Nagel is made up of nature and visions, which are themselves full of the thick light of his own God. “You find a bed in a damp patch, you lie on your stomach in the marshy ground and take pleasure in getting thoroughly soaked. And you bury your head in the reeds and soggy leaves and crawling things, and soft little lizards crawl on your clothes…. God on high sits looking down on you – you, the most fixed of all his fixed ideas!” In this one monologue Nagel lays out his only irrefutable truths: “You feel a strange diabolic joy which you’ve never felt before. You go to every extreme of madness – scramble right and wrong, turn the world upside down; you are as elated as if you had just done a noble deed. You yield to powers beyond you…. Now you’re really giving way to the most delicious madness – all the barriers are coming down!” He is a conduit of some sort of God, a non-communal, highly human sort of God, communicable only through long dissections of the soul, and then only accessible through solitude, through obsession, complete and unerring devotion, self-violation, self-immolation, a determined and specific love. Nagel is a prophet who does not know himself, but who senses such things as he says the way he does in order to make clear his absolute holiness. He changes because God changes and is sacred and un-sacred, as convoluted as all religion, with one different redeeming trait: Nagel’s faith is as clear and pure inside as is the earth in the eyes of the very young, and it is clear because it is a dissertation of human nature; it is always in the form of what is exactly human, and it is so intense and replete with so many cosmic mysteries that it becomes utterly mad. It is mad because Nagel himself does not understand it. He has no will and no power. He is in the hands only of his own humanness.

Nagel’s explosiveness and expansiveness take on a different shape with women. He seems to be in the habit of making them into objects, sometimes of beauty, at times of desire, and then of holy love. He radiates emotion at whatever he can find to consume: “He jumped up, caught up with her as she was going down the stairs, and, devouring her with his eyes, he exclaimed: ‘Sara, you are really a delight!’” He seizes upon Martha after a long-festering memory of a look. “What a strange blending of a child’s soul with that of a spinster! A single remark, a single word made her heart leap with joy, made her smile, moved her to tenderness…. Her pure, shy nun’s heart beat against his hand, and he gently caressed her hair.” And with Dagny – it is Nagel’s story and it is Dagny Kielland’s – she is his liver, and he seems not to like the liver so much as he likes the idea of how good it must look as it churns the blood of someone else’s body. Dagny is only as sane as Nagel is and sometimes quite the opposite. We can never know because Nagel never talks, he sings, long sweet ululations in the mud of what he wants. He sings praises and wrath to God, which is his women, which is his dwelling and his love. He is the world’s enchanter and a shaman and a fool. He idolizes purity, innocence, openness and vulnerability, all of which, and everything he appears to lack, he finds in Martha Gude. Nagel himself is short of stature, dark, drawing attention with his attire and his sophisms and his nerves. He wants to dazzle and to obfuscate. He adores the plain and clear and pushes it away with a hand. Nagel is not meant to be understood, Martha is too innocent to be known, and Dagny is closed because she need not be open to the eyes of anyone else.

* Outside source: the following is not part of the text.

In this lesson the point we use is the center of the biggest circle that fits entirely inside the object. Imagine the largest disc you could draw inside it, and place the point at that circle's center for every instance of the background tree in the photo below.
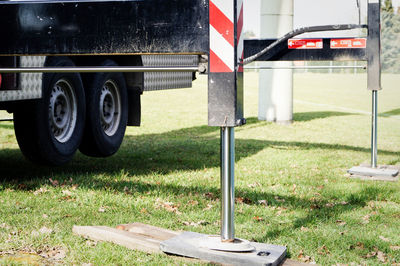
(390, 39)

Nagel needs an audience, and everyone he picks is wrong. “God,” he will tell Dagny as he sits across from her, a stranger of the evening, “how beautiful you are!” He is the greatest expresser of them all, a blackguard storyteller, constructed out of moving parts. His women are real and they are fictitious in the same way everything he sees is fictitious, and they are better than him for the sole reason of their self-possession, because Martha will always be better at solitude, and Dagny will always beat him at love. It is his death that she reserves her superior talent for someone else.